Motivated by the heat flow and bubble analysis of biharmonic mappings, we study further regularity issues of the fourth order Lamm–Rivière system

$$\begin{aligned} \Delta ^{2}u=\Delta (V\cdot \nabla u)+\mathrm{div}(w\nabla u)+(\nabla \omega +F)\cdot \nabla u+f \end{aligned}$$

in dimension four, with an inhomogeneous term f which belongs to some natural function space. We obtain optimal higher order regularity and sharp Hölder continuity of weak solutions. Among several applications, we derive weak compactness for sequences of weak solutions with uniformly bounded energy, which generalizes the weak convergence theory of approximate biharmonic mappings.

Appendices

Appendix A: A note on Calderón–Zygmund estimate

The aim of this section is to prove that the Calderón–Zygmund estimate is locally uniform with respect to p.

Proposition A.1

For each \(\delta \in (0,\frac{1}{2})\), there exists \(C=C_{\delta ,n}\) such that for any \(p\in [1+\delta ,\frac{1+\delta }{\delta }]\), the following Calderón–Zygmund estimate holds

$$\begin{aligned} \Vert \nabla ^{2}u\Vert _{p,B_{{1}/{2}}}\le C_{\delta ,n}\left( \Vert \Delta u\Vert _{p,B_{1}}+\Vert u\Vert _{p,B_{1}}\right) \end{aligned}$$

(A.1)

for all \(u\in W^{2,p}(B_1)\).

Proof

We first prove a global version. That is, for each \(\delta \in (0,\frac{1}{2})\), there exists \(C=C_{\delta ,n}\) such that for any \(p\in (1+\delta ,\frac{1+\delta }{\delta })\),

$$\begin{aligned} \Vert \nabla ^{2}u\Vert _{L^p({\mathbb {R}}^n)}\le C_{\delta ,n}\left( \Vert \Delta u\Vert _{L^p({\mathbb {R}}^n)}+\Vert u\Vert _{L^p({\mathbb {R}}^n)}\right) \end{aligned}$$

(A.2)

for all \(u\in W^{2,p}({\mathbb {R}}^n)\).

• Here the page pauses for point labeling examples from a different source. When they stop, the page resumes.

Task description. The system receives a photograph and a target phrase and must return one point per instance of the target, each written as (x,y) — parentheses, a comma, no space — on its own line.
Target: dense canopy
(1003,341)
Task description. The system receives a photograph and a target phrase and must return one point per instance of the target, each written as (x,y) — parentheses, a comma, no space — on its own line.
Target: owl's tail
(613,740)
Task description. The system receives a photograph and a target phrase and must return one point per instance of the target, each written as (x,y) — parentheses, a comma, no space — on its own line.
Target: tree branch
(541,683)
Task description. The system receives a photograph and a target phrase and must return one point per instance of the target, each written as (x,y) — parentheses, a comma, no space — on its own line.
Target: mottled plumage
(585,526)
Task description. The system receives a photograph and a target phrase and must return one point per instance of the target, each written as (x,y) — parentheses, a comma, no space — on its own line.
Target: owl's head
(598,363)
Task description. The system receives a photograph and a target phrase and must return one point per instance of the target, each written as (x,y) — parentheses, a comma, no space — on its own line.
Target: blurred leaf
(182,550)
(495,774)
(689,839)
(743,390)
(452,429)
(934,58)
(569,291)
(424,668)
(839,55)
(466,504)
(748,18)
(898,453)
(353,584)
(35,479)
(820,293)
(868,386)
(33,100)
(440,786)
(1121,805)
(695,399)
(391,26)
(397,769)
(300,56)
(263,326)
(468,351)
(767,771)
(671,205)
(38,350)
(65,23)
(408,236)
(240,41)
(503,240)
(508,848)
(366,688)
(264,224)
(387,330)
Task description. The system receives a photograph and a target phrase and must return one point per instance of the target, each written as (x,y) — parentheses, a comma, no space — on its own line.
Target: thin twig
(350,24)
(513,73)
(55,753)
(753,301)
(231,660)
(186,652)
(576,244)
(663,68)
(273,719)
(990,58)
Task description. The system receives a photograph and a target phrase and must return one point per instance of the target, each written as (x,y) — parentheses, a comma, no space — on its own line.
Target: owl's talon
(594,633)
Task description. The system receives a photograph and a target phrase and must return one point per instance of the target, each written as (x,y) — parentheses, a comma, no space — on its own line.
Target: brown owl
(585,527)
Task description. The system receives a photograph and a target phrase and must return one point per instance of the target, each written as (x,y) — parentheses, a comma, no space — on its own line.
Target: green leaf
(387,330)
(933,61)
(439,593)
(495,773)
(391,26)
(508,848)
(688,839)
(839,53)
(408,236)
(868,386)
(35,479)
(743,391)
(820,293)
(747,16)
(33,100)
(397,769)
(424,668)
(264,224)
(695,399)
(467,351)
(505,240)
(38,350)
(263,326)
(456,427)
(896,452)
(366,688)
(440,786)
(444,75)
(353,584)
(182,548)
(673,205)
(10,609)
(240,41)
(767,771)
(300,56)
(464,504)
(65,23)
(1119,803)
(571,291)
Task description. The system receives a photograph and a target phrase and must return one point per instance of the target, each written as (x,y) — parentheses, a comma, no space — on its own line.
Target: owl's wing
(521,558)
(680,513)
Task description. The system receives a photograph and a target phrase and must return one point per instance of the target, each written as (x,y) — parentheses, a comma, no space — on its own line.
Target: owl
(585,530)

By the well-known estimates for Calderón–Zygmund operators (see e.g. [8]), we have

$$\begin{aligned} \Vert \nabla ^{2}u\Vert _{L^{1,\infty }({\mathbb {R}}^{n})}\le C_{1,n}\Vert \Delta u\Vert _{L^{1}({\mathbb {R}}^n)} \end{aligned}$$

and

$$\begin{aligned} \Vert \nabla ^{2}u\Vert _{L^2({\mathbb {R}}^n)}\le C_{2,n}\Vert \Delta u\Vert _{L^2({\mathbb {R}}^n)}. \end{aligned}$$

By [7, Corollary 9.10], we can take \(C_{2,n}=1\). For \(1<p<2\) and \(u\in W^{2,p}({\mathbb {R}}^{n})\), the Marcinkiewicz interpolation theorem (see e.g. [7, Theorem 9.8] or [8, Theorem 1.3.2]) implies

$$\begin{aligned} \Vert \nabla ^{2}u\Vert _{L^p({\mathbb {R}}^n)}\le C_{p,n}\Vert \Delta u\Vert _{L^p({\mathbb {R}}^n)}, \end{aligned}$$

where

$$\begin{aligned} C_{p,n}=2\left( \frac{p}{(p-1)(2-p)}\right) ^{1/p}\left( C_{1,n}\right) ^{\theta } \left( C_{2,n}\right) ^{1-\theta } \end{aligned}$$

and \(\theta =\frac{2}{p}-1\). Thus, for any given \(\delta \in (0,\frac{1}{2})\) and \(1<p\le 1+\delta \), we have \(2-p>1/2\) and \(\theta \in (\frac{1}{3},1)\). Consequently, we infer that

$$\begin{aligned} C_{p,n}\le \frac{C(n)}{p-1}. \end{aligned}$$

Fix \(\delta \in (0,1/2)\). We apply the Riesz-Thorin interpolation theorem (see e.g. [8, Theorem 1.3.4] with \(p_{0}=q_{0}=1+\delta \), \(p_{1}=q_{1}=2\)), to obtain, for any \(1+\delta \le p\le 2\),

$$\begin{aligned} \Vert \nabla ^{2}u\Vert _{L^p({\mathbb {R}}^n)}\le C_{1+\delta ,n}^{\theta }C_{2,n}^{1-\theta }\Vert \Delta u\Vert _{L^p({\mathbb {R}}^n)}\le C_{\delta ,n}\Vert \Delta u\Vert _{L^p({\mathbb {R}}^n)}, \end{aligned}$$

where in the last inequality we used the fact that \(\theta =\frac{2(p-1-\delta )}{p(1-\delta )}\le \frac{2}{1+\delta }\).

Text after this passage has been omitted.